There were a number of excellent talks about Active Galactic Nuclei (AGN) and galaxy formation based on studies right across the wavelengths (x-rays to radio waves). There were a number of talks about photometric redshifts which is of direct relevance to the Herschel Extragalactic Legacy Project (HELP) that we are currently working on in Sussex. Ultimately it seems that building some software within the LSST stack that can handle UK near infrared images may be the best first step to preparing for possible multiwavelength LSST science.
We have around two years to prepare for the first LSST images and it is vital that we work to have software in place ready for it. On a personal note I think developing any code for multiwavelength pixel-based image analysis within the LSST software stack is an opportunity for us early career scientists to build expertise that will make us employable over the lifetime of LSST.
On a completely separate note; being back in Cambridge was a great chance to have a look around the West Cambridge site which has changed drastically since I was an undergraduate at the Cavendish. I visited the Department of Chemical Engineering and Biotechnology which was extremely impressive. There has clearly been a massive investment in the various science departments that have been built/extended there. I look forward to seeing how it continues to develop and all the research that will be generated there by what is essentially a load of geeks in a field.
I wasn’t very familiar with the MeerKAT International Giga-Hertz Tiered Extragalactic Exploration (MIGHTEE) survey or even the Karoo Array Telescope (MeerKAT)* which is a precursor to the enormously ambitious Square Kilometre Array (SKA). Gotta Love Physics Acronyms (GLPA). It reminded me what an exciting time to be doing astronomy it is with some huge data sets on the way at unprecedented scales. It was a chance to think about how to tie together the quite disparate data from various wavelength regimes which fed in quite well to the LSST meeting the following week.
A lot of the fields overlap with the LSST deep drilling fields as well as the Herschel extragalactic fields. The four fields are XMM-LSS, COSMOS, ELAIS-S1 and CDFS (names of areas on the sky that have been previously imaged)**. The challenge will be to move beyond the catalogue based cross matching done so far and towards dealing directly with pixel data.

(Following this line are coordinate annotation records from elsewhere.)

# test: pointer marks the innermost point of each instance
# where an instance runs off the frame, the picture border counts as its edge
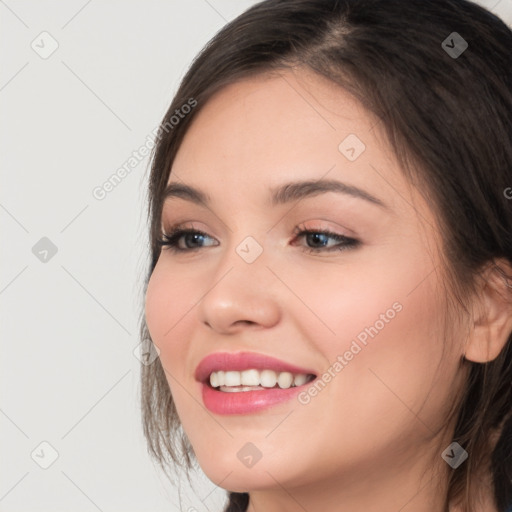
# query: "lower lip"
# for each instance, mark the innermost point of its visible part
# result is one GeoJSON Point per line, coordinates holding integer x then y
{"type": "Point", "coordinates": [246, 402]}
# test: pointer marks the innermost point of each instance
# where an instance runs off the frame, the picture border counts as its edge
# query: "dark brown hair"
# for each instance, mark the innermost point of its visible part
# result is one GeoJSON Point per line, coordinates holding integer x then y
{"type": "Point", "coordinates": [448, 120]}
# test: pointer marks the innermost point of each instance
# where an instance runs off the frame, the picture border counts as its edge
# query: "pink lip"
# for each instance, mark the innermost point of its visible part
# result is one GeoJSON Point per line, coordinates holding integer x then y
{"type": "Point", "coordinates": [245, 402]}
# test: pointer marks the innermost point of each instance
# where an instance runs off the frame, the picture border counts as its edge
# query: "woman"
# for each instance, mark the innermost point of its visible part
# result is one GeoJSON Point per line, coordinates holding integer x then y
{"type": "Point", "coordinates": [330, 285]}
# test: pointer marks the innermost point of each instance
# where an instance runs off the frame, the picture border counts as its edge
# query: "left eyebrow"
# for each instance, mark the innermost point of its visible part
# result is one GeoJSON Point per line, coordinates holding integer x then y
{"type": "Point", "coordinates": [282, 194]}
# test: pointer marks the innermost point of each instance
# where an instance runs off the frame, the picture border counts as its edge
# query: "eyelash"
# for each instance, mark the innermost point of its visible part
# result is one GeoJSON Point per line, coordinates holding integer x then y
{"type": "Point", "coordinates": [170, 241]}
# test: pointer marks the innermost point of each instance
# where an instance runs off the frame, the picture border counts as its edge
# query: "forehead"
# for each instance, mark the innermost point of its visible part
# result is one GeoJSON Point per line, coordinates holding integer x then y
{"type": "Point", "coordinates": [258, 133]}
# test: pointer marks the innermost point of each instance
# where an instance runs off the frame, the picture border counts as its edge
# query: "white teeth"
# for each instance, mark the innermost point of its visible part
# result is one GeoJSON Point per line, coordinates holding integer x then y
{"type": "Point", "coordinates": [300, 379]}
{"type": "Point", "coordinates": [285, 379]}
{"type": "Point", "coordinates": [252, 379]}
{"type": "Point", "coordinates": [232, 379]}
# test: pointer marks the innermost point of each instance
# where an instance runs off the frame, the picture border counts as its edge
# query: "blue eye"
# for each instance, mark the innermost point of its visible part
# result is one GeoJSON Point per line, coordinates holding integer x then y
{"type": "Point", "coordinates": [318, 238]}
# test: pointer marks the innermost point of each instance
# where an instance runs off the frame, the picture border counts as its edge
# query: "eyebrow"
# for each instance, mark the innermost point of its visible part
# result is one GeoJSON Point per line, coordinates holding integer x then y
{"type": "Point", "coordinates": [282, 194]}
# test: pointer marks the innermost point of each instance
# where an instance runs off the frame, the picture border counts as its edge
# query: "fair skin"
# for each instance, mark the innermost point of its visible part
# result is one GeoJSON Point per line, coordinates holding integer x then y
{"type": "Point", "coordinates": [370, 439]}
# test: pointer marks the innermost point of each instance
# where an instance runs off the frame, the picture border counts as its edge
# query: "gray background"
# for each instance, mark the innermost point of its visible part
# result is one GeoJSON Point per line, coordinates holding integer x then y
{"type": "Point", "coordinates": [69, 319]}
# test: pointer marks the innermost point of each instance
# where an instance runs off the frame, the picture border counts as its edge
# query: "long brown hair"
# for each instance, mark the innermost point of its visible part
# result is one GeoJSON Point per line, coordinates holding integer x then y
{"type": "Point", "coordinates": [450, 114]}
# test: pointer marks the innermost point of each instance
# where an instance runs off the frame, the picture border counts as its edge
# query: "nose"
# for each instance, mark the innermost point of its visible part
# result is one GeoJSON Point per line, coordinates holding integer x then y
{"type": "Point", "coordinates": [241, 295]}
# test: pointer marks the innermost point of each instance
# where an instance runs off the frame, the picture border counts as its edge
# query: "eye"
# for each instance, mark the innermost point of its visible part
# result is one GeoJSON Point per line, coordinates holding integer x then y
{"type": "Point", "coordinates": [320, 239]}
{"type": "Point", "coordinates": [172, 240]}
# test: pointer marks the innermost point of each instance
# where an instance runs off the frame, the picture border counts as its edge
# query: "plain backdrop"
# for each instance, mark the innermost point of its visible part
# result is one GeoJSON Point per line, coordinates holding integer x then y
{"type": "Point", "coordinates": [82, 86]}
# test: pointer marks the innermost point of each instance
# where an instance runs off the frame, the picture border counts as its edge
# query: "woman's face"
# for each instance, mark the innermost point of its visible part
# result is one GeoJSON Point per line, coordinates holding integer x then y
{"type": "Point", "coordinates": [366, 320]}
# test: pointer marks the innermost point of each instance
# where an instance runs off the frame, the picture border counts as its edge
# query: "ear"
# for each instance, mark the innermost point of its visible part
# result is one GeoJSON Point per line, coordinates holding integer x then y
{"type": "Point", "coordinates": [492, 313]}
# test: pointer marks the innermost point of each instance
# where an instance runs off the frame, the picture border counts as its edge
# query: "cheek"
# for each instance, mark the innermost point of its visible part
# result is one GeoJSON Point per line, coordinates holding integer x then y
{"type": "Point", "coordinates": [170, 300]}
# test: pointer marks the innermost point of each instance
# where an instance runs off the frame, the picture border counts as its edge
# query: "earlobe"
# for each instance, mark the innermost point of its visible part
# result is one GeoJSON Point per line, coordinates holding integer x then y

I did my masters project on the SKA back in 2006 and it is amazing to see it starting to take shape with actual radio dishes on the ground in South Africa.
Being in Oxford was also a useful opportunity to meet with other members of the Herschel Extragalactic Legacy Project (HELP) to talk about the last stages of the project and how we are going to deliver all the final data. Something we can talk about further at the HELP meeting in Sussex in October.
* I can’t find where the Meer in MeerKAT comes from. I think there are actual meerkat populations near the telescope but this might be a prime example of acronym nesting.
** XMM-LSS: X-ray Multi Mirror telescope Large Scale Structure survey
COSMOS: Cosmological Evolution Survey***
ELAIS-S1: South 1
CDFS: Chandra Deep Field South
A couple of weeks ago I was in Boston for a meeting of the SERVS team and I thought I should get round to blogging about it. The small conference was organised by Anna Sajina at Tufts and was concerned with determining priorities for presenting and analysing data from the Spitzer telescope. I was there because a large part of my work is concerned with building a multiwavelength catalogue for the Herschel Extragalactic Legacy Project (HELP) and we are ingesting a number of Spitzer surveys including SERVS.
SERVS data is a key part of the HELP pipeline because we typically use the Infrared Array Camera (IRAC) fluxes to select objects to define our samples. It was also a chance to hear about all the research being done with these Spitzer fluxes which cover the mid infrared part fo the spectrum.